Caret (^) usage in regex with Java examples
The caret anchor(^) is used to match a character at the beginning of a string .Therefore ^abc matches abc at the beginning of a string.
Example 1- ^ to match start of string
The below program matches ‘th’ at the beginning of a string.It also matches ‘Th’ as we set our matcher to be case insensitive .
package devsought;
import java.util.regex.Matcher;
import java.util.regex.Pattern;
public class Regex5 {
public static void main(String... args) {
String str = "The chef is in the kitchen preparing a meal.";
Pattern pattern = Pattern.compile("^th", Pattern.CASE_INSENSITIVE);
Matcher matcher = pattern.matcher(str);
if (matcher.find()) {
System.out.println("Matched::" + matcher.group());
} else {
System.out.println("NO MATCH");
}
}
}
The above program outputs
Matched::Th
Explanation: Th in ‘The’ is matches since Th is at the beginning of our string. The second ‘the’ does not give a match since its not at the start of our string.We can observe this is our string was ‘chef is in the kitchen preparing a meal. Whereby the output would be NO MATCH .
Example 2-when used outside at start of brackets ^[….]+
When used in this scenario it means we try to match, at the start of the string, one of the characters inside the brackets e.g ^ [abc]+ will get a match in abefgj, aacblkja,cbegh,b12c but not get a match in dabgh,gccb,1abcc.
See below table for inputs and matches of the above regex(^[abc]+)-match at the start of the string ,one or more times(we have used quantifier +) the occurrence of a ,b or c
Input string
|
Matched result
|
Explanation
|
abefgj
|
ab
|
The first a and b match start of string.Starting at e no match as not defined in our regex
|
aacblkja
|
aacb
|
First two a’s match,followed by c and b.Starting l no match as not defined in our regex
|
cbegh
|
cb
|
c and b match as per our regex.Rest of string does not match
|
b12c
|
b
|
Only b matches.
|
dabgh
|
NO MATCH
|
d is not one of the characters we expect at start of our string
|
gccb
|
NO MATCH
|
g is not one of the characters we expect at start of our string
|
1abcc
|
NO MATCH
|
1 is not one of the characters we expect at start of our string
|
Example 3- when used inside brackets as first character e.g [ad23][^bc][e-z]+
In this scenario ,the ^ negates, that is excludes characters after it inside the brackets from being matched. Matched outputs from table below explains this.
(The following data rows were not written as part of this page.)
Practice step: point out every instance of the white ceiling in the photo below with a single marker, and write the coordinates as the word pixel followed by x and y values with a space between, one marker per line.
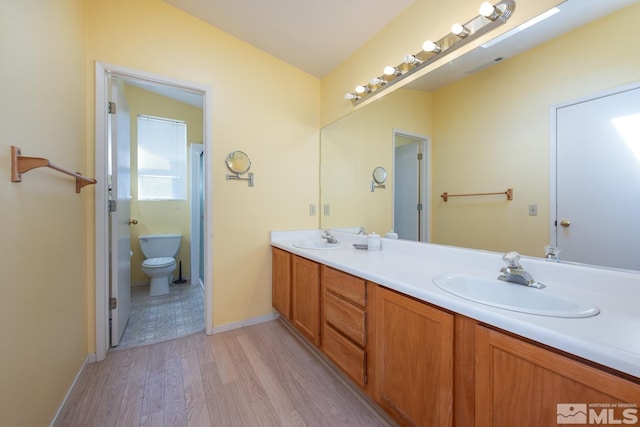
pixel 312 35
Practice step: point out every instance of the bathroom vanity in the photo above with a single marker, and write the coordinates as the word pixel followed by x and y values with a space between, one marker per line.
pixel 428 357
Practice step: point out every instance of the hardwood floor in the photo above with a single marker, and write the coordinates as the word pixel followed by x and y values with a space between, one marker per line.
pixel 261 375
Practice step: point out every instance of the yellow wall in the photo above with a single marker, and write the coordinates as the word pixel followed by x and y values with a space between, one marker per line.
pixel 157 217
pixel 353 146
pixel 423 20
pixel 492 129
pixel 43 308
pixel 261 105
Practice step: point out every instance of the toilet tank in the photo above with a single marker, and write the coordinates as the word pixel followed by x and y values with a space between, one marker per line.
pixel 160 245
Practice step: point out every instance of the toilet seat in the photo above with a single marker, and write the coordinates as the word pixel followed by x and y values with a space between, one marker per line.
pixel 158 262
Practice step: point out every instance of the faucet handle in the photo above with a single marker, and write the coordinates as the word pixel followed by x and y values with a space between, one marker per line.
pixel 512 258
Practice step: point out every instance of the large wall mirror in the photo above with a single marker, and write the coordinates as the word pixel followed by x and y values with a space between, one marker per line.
pixel 486 126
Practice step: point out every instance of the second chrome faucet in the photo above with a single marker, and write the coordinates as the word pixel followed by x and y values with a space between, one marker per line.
pixel 514 272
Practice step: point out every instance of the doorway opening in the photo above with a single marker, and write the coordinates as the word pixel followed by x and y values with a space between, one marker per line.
pixel 411 185
pixel 108 207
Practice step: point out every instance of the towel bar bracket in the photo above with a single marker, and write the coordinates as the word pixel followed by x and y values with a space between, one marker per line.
pixel 21 164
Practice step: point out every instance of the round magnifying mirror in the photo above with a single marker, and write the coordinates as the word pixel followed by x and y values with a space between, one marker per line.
pixel 379 175
pixel 238 162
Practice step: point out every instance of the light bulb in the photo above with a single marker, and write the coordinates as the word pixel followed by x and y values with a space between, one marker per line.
pixel 488 11
pixel 430 46
pixel 411 60
pixel 459 30
pixel 391 71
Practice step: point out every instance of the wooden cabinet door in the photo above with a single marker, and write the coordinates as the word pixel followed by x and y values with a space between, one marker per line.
pixel 281 282
pixel 413 360
pixel 305 305
pixel 520 383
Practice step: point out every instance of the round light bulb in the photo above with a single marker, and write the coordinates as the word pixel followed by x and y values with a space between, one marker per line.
pixel 430 46
pixel 488 11
pixel 411 60
pixel 390 70
pixel 459 30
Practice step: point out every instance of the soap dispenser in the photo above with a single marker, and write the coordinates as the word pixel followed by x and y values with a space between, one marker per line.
pixel 373 242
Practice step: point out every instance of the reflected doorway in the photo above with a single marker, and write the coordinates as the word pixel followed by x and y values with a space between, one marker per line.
pixel 410 186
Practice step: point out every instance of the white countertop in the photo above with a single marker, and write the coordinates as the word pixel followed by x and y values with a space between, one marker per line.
pixel 612 338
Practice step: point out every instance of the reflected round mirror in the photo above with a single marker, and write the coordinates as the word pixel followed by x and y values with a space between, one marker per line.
pixel 380 175
pixel 238 162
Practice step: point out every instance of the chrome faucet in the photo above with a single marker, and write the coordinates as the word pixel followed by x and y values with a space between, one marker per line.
pixel 514 272
pixel 326 235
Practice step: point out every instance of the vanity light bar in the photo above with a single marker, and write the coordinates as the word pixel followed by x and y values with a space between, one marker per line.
pixel 490 17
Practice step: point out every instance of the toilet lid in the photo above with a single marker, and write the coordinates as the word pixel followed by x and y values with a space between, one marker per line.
pixel 158 262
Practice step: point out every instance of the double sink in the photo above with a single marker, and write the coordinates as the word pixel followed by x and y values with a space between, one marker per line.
pixel 496 293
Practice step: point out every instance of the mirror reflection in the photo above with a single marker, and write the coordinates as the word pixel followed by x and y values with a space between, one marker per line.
pixel 238 162
pixel 487 131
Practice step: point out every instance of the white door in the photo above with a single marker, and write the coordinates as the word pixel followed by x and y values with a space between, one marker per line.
pixel 406 215
pixel 598 180
pixel 119 142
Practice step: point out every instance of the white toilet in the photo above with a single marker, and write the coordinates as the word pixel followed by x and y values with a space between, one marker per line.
pixel 160 251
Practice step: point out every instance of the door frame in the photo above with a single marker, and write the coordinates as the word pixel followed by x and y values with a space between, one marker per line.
pixel 553 145
pixel 194 155
pixel 103 71
pixel 424 176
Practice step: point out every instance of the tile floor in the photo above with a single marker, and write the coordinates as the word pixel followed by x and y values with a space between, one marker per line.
pixel 165 317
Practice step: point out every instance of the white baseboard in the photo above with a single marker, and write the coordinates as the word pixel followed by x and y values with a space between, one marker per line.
pixel 91 358
pixel 243 323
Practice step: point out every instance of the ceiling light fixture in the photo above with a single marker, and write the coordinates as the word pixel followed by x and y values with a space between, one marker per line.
pixel 431 46
pixel 460 30
pixel 490 17
pixel 411 60
pixel 390 70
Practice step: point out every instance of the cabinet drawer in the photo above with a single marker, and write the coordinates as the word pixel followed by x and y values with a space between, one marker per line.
pixel 349 357
pixel 345 317
pixel 346 285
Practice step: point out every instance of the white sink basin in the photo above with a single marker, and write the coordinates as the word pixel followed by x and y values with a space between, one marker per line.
pixel 317 244
pixel 514 297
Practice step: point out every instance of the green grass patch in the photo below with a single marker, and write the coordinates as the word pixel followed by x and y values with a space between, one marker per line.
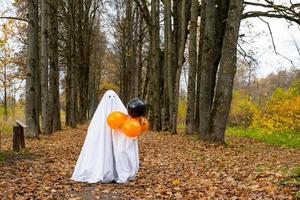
pixel 10 157
pixel 289 139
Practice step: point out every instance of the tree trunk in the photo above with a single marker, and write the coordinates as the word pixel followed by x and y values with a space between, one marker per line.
pixel 46 115
pixel 199 68
pixel 54 70
pixel 32 50
pixel 168 88
pixel 226 74
pixel 5 90
pixel 193 66
pixel 155 71
pixel 207 68
pixel 183 19
pixel 68 79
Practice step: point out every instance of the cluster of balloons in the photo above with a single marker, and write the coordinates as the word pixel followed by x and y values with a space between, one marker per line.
pixel 132 125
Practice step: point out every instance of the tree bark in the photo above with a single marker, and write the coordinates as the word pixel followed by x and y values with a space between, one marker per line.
pixel 192 69
pixel 226 74
pixel 207 64
pixel 54 70
pixel 199 68
pixel 32 50
pixel 155 68
pixel 46 115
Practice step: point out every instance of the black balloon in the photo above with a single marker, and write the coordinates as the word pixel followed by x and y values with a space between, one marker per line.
pixel 136 107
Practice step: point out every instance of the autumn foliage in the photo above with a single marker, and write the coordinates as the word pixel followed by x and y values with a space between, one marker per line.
pixel 280 112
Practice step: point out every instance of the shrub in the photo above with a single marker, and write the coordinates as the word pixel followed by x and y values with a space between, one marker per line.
pixel 243 110
pixel 281 111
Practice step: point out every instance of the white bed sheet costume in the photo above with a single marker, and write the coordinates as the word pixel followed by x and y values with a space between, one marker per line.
pixel 107 155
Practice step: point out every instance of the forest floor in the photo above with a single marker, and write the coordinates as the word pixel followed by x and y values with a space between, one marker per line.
pixel 171 167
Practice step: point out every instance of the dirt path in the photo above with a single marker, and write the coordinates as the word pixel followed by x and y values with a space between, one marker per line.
pixel 171 167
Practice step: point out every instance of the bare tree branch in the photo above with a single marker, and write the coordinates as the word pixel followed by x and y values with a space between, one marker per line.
pixel 15 18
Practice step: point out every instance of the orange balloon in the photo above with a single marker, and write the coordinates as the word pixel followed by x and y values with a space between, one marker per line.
pixel 131 128
pixel 144 123
pixel 116 119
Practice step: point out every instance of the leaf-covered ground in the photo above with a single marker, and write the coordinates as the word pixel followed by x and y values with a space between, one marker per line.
pixel 171 167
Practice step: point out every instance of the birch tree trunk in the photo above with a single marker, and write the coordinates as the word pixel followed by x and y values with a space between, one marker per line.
pixel 192 69
pixel 207 67
pixel 32 51
pixel 199 68
pixel 54 70
pixel 155 68
pixel 46 108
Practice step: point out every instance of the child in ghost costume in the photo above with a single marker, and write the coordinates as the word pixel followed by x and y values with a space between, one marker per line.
pixel 107 155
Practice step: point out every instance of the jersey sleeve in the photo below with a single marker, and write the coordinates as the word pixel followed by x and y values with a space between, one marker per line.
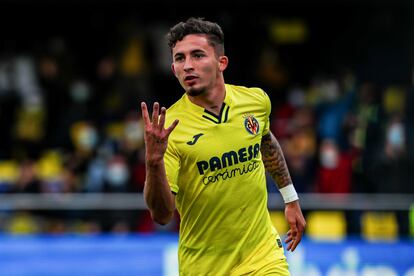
pixel 268 108
pixel 172 167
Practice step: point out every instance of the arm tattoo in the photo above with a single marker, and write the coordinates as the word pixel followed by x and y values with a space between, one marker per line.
pixel 274 161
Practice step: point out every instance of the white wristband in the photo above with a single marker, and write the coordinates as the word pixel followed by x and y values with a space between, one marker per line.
pixel 289 193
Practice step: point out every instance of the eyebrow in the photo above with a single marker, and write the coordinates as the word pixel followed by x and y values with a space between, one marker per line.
pixel 192 52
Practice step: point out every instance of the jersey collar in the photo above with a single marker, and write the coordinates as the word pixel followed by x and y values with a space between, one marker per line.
pixel 224 111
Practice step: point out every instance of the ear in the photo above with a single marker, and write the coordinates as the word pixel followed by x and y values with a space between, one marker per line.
pixel 223 62
pixel 173 69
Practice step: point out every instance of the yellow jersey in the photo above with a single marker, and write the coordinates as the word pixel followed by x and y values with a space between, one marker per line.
pixel 215 168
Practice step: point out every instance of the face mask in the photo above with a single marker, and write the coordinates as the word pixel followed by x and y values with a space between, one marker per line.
pixel 329 158
pixel 80 92
pixel 395 135
pixel 88 138
pixel 117 174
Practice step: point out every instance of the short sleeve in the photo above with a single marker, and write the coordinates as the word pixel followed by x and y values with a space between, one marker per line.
pixel 268 108
pixel 172 167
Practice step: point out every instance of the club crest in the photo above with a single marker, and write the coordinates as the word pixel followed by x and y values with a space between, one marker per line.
pixel 251 124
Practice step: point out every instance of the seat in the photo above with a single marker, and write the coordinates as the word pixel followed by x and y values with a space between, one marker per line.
pixel 326 225
pixel 379 226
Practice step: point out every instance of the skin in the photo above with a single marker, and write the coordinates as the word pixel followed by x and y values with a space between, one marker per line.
pixel 199 69
pixel 275 164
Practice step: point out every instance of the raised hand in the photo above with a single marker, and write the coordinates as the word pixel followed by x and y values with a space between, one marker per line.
pixel 155 135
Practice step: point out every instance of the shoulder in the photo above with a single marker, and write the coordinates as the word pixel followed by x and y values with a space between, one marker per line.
pixel 248 92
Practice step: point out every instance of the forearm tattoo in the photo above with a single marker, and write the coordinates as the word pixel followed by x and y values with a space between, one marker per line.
pixel 274 161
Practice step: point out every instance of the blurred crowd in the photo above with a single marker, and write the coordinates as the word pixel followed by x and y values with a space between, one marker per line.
pixel 73 125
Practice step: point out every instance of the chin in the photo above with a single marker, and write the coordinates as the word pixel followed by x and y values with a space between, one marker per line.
pixel 194 92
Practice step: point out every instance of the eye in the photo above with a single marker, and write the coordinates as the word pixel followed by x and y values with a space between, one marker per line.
pixel 178 58
pixel 198 55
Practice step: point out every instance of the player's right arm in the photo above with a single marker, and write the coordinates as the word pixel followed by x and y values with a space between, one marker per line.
pixel 157 193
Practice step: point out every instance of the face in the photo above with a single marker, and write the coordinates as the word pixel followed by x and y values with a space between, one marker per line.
pixel 196 65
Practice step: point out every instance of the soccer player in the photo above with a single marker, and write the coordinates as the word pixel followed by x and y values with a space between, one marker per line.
pixel 210 161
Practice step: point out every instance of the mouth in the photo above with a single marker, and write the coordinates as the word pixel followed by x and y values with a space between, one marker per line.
pixel 190 79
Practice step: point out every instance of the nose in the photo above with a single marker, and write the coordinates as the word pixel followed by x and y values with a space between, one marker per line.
pixel 188 65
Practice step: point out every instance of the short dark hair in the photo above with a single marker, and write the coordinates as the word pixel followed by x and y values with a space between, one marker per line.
pixel 194 25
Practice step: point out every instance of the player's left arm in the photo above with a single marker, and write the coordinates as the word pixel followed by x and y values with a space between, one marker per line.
pixel 275 164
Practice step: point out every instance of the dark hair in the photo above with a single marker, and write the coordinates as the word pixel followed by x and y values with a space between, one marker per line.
pixel 194 25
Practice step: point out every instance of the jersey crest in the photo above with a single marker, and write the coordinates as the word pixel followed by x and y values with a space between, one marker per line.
pixel 251 124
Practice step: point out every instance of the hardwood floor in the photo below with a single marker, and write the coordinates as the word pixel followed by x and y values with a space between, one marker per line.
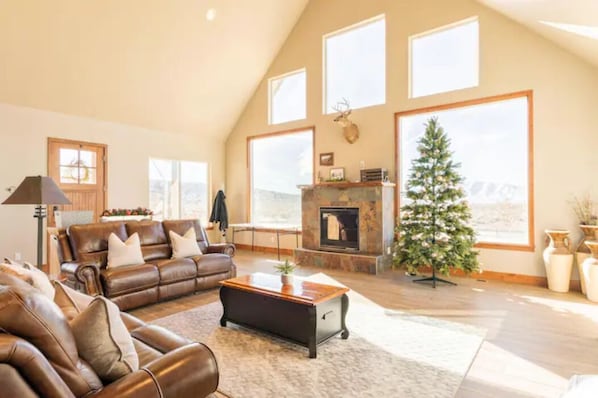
pixel 536 339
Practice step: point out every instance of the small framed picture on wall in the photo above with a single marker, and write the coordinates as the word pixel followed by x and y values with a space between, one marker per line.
pixel 327 159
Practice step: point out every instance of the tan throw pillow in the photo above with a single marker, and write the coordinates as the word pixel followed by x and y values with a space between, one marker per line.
pixel 70 301
pixel 38 278
pixel 104 341
pixel 184 246
pixel 124 253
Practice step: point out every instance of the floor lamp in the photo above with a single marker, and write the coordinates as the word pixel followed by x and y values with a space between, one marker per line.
pixel 38 191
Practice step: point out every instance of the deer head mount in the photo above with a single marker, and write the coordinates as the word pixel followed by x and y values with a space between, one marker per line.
pixel 350 129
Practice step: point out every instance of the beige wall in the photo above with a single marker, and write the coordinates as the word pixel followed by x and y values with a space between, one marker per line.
pixel 512 59
pixel 23 138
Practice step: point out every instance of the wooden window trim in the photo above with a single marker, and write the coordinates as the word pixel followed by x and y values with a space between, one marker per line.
pixel 343 30
pixel 271 96
pixel 268 135
pixel 530 247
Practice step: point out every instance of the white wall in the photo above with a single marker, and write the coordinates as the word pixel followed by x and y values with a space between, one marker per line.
pixel 23 143
pixel 512 58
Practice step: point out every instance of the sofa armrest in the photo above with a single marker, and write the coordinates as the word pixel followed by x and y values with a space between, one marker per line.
pixel 86 274
pixel 31 365
pixel 189 371
pixel 224 248
pixel 159 338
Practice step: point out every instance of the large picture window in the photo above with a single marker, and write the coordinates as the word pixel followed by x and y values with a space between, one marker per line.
pixel 277 164
pixel 355 65
pixel 492 140
pixel 178 189
pixel 444 59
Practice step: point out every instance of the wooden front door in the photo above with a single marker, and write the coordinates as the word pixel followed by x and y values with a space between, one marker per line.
pixel 79 169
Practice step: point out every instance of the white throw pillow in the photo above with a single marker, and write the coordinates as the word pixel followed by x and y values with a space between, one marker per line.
pixel 124 253
pixel 70 301
pixel 184 246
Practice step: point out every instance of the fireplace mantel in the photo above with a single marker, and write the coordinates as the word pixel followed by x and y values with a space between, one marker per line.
pixel 375 201
pixel 348 184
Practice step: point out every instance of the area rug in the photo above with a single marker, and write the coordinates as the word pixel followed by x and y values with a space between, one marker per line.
pixel 388 354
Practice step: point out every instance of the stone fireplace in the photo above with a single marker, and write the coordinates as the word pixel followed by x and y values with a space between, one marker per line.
pixel 339 228
pixel 347 226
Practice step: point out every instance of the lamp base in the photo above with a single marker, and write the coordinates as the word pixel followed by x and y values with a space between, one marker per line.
pixel 40 214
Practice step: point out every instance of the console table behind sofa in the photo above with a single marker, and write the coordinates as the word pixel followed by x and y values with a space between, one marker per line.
pixel 278 230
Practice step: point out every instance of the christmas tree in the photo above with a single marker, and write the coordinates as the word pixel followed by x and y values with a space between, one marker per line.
pixel 434 226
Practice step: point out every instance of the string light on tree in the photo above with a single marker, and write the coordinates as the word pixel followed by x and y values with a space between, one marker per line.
pixel 434 228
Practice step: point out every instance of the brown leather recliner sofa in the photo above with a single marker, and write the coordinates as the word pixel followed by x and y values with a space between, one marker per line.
pixel 83 253
pixel 39 356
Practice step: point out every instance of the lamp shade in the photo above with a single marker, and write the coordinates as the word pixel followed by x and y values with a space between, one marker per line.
pixel 38 190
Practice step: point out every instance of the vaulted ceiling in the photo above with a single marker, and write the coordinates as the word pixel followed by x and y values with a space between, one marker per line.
pixel 159 64
pixel 162 65
pixel 572 24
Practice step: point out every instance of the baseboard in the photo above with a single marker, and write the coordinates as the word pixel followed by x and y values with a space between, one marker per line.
pixel 522 279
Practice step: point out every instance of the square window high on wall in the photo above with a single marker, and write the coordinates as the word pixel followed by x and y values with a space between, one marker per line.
pixel 287 97
pixel 355 65
pixel 178 189
pixel 278 163
pixel 491 139
pixel 444 59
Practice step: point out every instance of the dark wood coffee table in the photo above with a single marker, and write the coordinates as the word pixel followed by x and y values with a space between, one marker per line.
pixel 305 313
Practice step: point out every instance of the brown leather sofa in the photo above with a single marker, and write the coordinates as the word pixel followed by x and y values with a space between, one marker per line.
pixel 83 253
pixel 39 357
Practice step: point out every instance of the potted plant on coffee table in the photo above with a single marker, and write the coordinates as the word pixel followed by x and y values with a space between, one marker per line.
pixel 286 271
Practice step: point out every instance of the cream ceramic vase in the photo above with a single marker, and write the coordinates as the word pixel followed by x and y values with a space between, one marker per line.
pixel 583 251
pixel 558 261
pixel 590 271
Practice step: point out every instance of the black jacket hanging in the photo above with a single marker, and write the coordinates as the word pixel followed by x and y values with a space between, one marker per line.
pixel 219 213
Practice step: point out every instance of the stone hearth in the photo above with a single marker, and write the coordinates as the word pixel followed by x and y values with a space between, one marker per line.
pixel 375 201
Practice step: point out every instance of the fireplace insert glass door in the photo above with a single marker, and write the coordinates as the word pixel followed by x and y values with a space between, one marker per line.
pixel 339 228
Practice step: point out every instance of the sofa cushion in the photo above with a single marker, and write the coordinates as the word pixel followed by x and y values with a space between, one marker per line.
pixel 213 263
pixel 27 313
pixel 156 252
pixel 128 279
pixel 16 271
pixel 92 238
pixel 104 341
pixel 182 226
pixel 124 253
pixel 150 232
pixel 175 270
pixel 184 246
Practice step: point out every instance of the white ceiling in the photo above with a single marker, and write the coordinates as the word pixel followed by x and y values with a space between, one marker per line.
pixel 583 13
pixel 157 64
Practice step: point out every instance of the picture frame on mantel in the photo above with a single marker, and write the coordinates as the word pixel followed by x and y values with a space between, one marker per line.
pixel 327 159
pixel 337 174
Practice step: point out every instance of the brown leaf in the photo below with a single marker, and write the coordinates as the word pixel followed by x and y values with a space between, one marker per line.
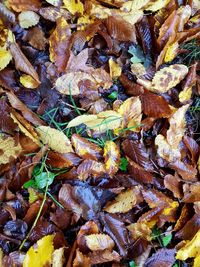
pixel 120 29
pixel 163 257
pixel 21 5
pixel 191 193
pixel 185 170
pixel 125 201
pixel 21 61
pixel 97 242
pixel 136 151
pixel 116 229
pixel 81 260
pixel 90 167
pixel 190 228
pixel 36 38
pixel 66 198
pixel 173 184
pixel 59 44
pixel 155 106
pixel 139 173
pixel 86 149
pixel 62 160
pixel 98 257
pixel 112 157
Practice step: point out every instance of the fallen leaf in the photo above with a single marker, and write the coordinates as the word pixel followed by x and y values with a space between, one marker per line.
pixel 28 19
pixel 5 56
pixel 21 61
pixel 168 77
pixel 59 43
pixel 36 256
pixel 85 148
pixel 112 157
pixel 56 139
pixel 97 242
pixel 9 149
pixel 28 82
pixel 125 201
pixel 190 250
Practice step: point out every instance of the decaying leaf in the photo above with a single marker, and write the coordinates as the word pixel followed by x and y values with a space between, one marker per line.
pixel 59 42
pixel 36 256
pixel 5 56
pixel 99 242
pixel 56 140
pixel 190 250
pixel 125 201
pixel 112 157
pixel 28 82
pixel 9 149
pixel 168 77
pixel 28 19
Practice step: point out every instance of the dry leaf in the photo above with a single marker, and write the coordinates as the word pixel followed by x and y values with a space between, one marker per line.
pixel 36 256
pixel 168 77
pixel 191 249
pixel 125 201
pixel 28 19
pixel 85 148
pixel 112 157
pixel 9 149
pixel 21 62
pixel 5 56
pixel 59 43
pixel 28 82
pixel 55 139
pixel 99 242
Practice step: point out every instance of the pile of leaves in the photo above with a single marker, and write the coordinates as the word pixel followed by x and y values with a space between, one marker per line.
pixel 99 133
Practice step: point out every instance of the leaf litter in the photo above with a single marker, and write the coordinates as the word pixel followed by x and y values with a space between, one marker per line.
pixel 99 133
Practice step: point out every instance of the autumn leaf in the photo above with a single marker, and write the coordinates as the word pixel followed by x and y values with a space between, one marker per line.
pixel 190 250
pixel 56 139
pixel 5 56
pixel 28 19
pixel 9 148
pixel 99 242
pixel 112 157
pixel 36 256
pixel 125 201
pixel 58 44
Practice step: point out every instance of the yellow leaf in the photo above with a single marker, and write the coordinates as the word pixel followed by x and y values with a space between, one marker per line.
pixel 171 52
pixel 156 5
pixel 58 257
pixel 28 82
pixel 99 242
pixel 40 256
pixel 168 77
pixel 112 157
pixel 28 19
pixel 5 57
pixel 124 202
pixel 9 149
pixel 74 6
pixel 131 111
pixel 115 69
pixel 56 140
pixel 191 249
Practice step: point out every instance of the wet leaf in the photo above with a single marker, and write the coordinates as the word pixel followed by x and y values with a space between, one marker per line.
pixel 28 19
pixel 56 139
pixel 125 201
pixel 112 157
pixel 9 149
pixel 36 256
pixel 99 242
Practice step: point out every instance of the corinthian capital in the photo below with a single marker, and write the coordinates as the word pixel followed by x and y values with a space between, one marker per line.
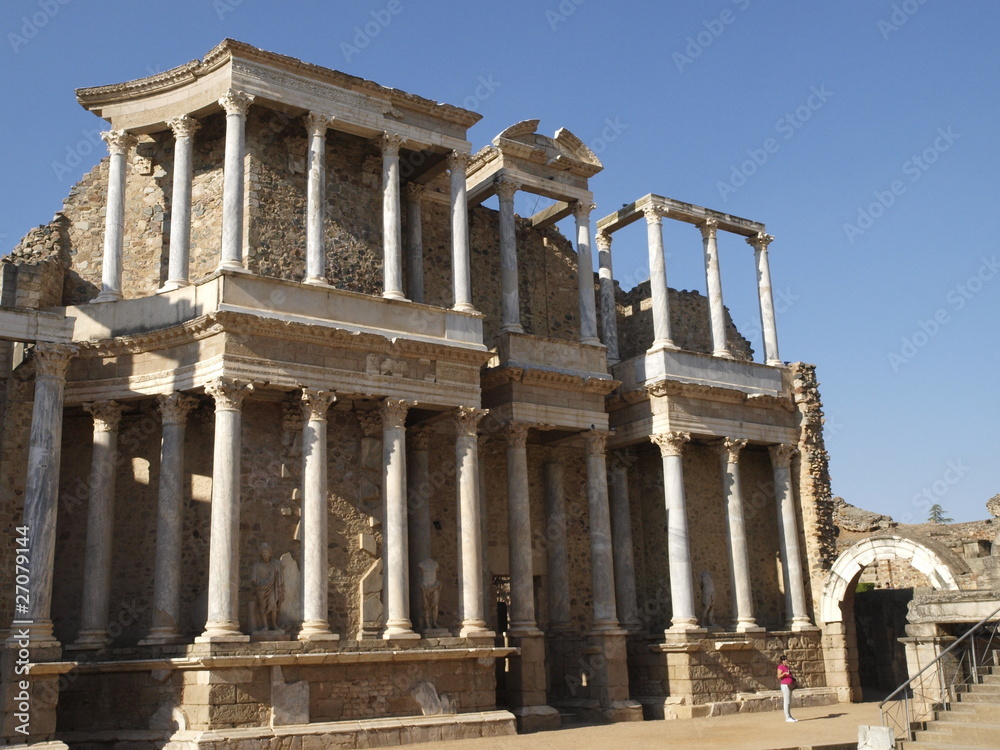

regex([ad23][^bc][e-z]+)- Match a string that starts with either a,d,2 or 3 followed by a character that is not b or c then followed by one or more characters in the range e to z.
Input string
|
Matched result
|
Explanation
|
aafe2bh
|
aafe
|
First a matches,second a matches as its not b or c then f matches followed by e since they are in the range e-z.Matching breaks at 2 since 2 is not within range e-z .
|
cad22
|
NO MATCH
|
First character c is not in expected characters at start of string
|
dadiseatingbreadatthelounge
|
adise , ating and datthelounge
|
adise-The first d is not matched since its not expected as a starting character,second character a matches the regex expectations,the following character d matches the regex expectation since its neither b nor c.The susbsequent characters i,s and e match as they are in the range e-z.
ating- a(the second letter ‘a’) was not included in the previous match since it does not fit in the range e-z,but it can start a new match since we expect a as one of the first characters.The subsequent character t matches as a second character since its neither b nor c,i-g(i,n,g) match as they are in the range e-z.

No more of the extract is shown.